Thursday 5th November
Guy Fawkes, though we hardly realized it at the time was probably a fall-guy, a ruse for the Establishment of the day to provoke some anti-Catholic feeling. The Religious wars fought in England in the sixteenth and seventeenth Centuries were pretty vicious and we can still see their shadow in Northern Ireland today. As kids in the fifties we didn’t care who Guy Fawkes actually was, it was enough that we were going to have a bonfire and burn an effigy of him on top of it. It was, next to Christmas Day and the week-long Carnival in the Summer, the most looked forward to event of the year. There is something elemental about a communal bonfire, something that takes us back to maybe our pre-historic days, when on a damp and misty night the tribe would gather round the fire and feel safe and protected. Making the guy was always exciting; a pillowcase for the head with a crudely drawn face, an old shirt and trousers stuffed with rags and paper for the body, our guy would be tied onto an old pushchair and wheeled round the town. We would beg for a “Penny for the Guy”, ostensibly to buy fireworks but more likely spent on sweets.
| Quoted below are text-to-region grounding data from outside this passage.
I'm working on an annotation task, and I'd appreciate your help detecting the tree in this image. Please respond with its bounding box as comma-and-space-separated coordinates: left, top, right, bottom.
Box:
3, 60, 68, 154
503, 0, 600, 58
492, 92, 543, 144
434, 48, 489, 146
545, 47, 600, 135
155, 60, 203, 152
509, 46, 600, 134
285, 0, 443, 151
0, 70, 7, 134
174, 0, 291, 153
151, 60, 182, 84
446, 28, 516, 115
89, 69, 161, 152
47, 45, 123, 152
We lived in a new council estate with a large ‘green’ in the middle and by some unwritten design a new bonfire would start to grow each year, with neighbours contributing wooden branches, old chairs and even a sofa as well as bags of leaves and more than one guy. Around seven it would be lit and we would all crowd round the conflagration, adults with maybe a glass in hand and us kids running wild. A few bangers and jumping jacks would be thrown at unsuspecting kids feet causing much hilarity. Sparklers were held in woolen gloves and often small fireworks too. Someone would nail a Catherine Wheel to a post and we would all cheer as it whirled round creating a peacock’s tail of coloured sparks. Whoosh and there went a rocket, exploding into stars high above us. Maybe some baked potatoes or cake would be handed round. Gradually as the fire died down families dispersed to their own homes, the Guy successfully burned for another year.
In the morning a few of us boys would be kicking half-burned logs into the still glowing embers causing a mini-shower of sparks to flare up. Another bonfire night over. Then slowly Health and Safety issues kicked in and people started to go to organized firework displays, and then even letting off a few fireworks in your own garden became unpopular. Now November the fifth is hardly celebrated at all, no bonfires and no guys either. The excitement has all passed over to Halloween now and Mr. Fawkes, guilty or set-up is largely forgotten.